Globe Conservation Horizon Scanning, which involves collaboration of the worldwide conservation community, focuses on identifying potential environmental problems across the planet that have not yet been noticed by society as a whole. This scanning of the environmental horizons has been conducted every year since 2010.

Although scientific findings and reports are issued - in English - based on these global scans, the limited proportion of the worldwide populace that has advanced English reading skills limits the readership of these materials. Less than one fifth of the world population speaks English; even less can read English.

Access to academic journals outlining global scanning discoveries and theories - predominantly in English - is restricted to scientific circles.
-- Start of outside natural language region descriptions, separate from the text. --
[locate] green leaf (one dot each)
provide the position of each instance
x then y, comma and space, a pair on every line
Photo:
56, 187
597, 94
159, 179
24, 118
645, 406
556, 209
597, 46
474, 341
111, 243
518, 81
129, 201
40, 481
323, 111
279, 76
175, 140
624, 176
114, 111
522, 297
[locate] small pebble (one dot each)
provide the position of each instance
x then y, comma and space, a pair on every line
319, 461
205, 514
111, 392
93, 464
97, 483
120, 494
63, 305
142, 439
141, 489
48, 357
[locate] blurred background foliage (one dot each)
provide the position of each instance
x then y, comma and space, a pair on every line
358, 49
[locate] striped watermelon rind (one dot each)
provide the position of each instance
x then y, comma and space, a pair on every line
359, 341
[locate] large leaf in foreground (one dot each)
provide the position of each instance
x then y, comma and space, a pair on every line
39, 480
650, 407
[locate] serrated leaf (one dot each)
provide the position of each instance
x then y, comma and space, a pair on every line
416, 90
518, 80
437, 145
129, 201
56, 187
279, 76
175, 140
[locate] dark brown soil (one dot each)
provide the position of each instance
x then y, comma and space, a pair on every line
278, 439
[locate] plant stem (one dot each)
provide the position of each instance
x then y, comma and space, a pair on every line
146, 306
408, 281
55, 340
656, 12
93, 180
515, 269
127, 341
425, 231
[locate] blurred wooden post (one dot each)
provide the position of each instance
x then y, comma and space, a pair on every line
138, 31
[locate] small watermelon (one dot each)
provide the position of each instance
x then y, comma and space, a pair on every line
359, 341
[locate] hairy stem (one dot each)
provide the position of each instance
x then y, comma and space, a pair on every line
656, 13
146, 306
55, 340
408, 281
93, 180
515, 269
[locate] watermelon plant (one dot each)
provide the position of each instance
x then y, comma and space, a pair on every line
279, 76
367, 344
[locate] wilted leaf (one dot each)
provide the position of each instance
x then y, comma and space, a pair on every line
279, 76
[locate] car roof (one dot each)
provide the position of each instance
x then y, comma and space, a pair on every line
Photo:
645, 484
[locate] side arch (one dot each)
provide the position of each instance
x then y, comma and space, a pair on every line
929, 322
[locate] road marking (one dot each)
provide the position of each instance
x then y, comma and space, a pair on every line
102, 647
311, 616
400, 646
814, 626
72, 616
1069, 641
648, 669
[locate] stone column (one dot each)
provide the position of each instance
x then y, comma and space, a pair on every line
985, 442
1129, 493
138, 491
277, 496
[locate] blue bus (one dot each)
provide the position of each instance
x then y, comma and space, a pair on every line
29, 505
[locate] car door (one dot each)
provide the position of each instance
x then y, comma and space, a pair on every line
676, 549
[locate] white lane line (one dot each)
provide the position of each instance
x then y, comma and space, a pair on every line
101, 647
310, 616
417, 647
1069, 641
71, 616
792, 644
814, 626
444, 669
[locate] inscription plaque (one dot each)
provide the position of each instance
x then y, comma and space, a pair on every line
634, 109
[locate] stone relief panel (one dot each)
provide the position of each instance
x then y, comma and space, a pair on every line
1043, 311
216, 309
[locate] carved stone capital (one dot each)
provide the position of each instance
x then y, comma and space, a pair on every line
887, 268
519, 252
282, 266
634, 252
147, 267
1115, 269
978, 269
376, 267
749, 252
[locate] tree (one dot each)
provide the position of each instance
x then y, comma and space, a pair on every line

In some situations, people who need information about these world-spanning surveys might not be able to obtain it.

Every country in the world faces a unique mixture of environmental problems. For instance, the serious haze caused by heavy air pollution in northern China and across the Yangtze River Delta was not foreseen by most decision makers.

If China had carried out environmental horizon scanning nationwide and identified the emerging problem, this large-scale air pollution might have been averted, suggest two Chinese scientists in a new study, "Scanning the horizon for nascent environmental hazards," published in the journal National Science Review.

Co-authors Zhigang Jiang, based at the Institute of Zoology, Chinese Academy of Sciences, and Keping Ma, of the Institute of Botany, state in the study that other conservation setbacks including the functional extinction of the Yangtze River dolphin Lipotes vexillifer and the South China tiger Panthera tigris amoyensis, along with the endangerment of the finless porpoise Neophocaena asiaeorientalis and many other species, might have been prevented.

Other disasters that might have been detected earlier include the heavy metal pollution of soil across China.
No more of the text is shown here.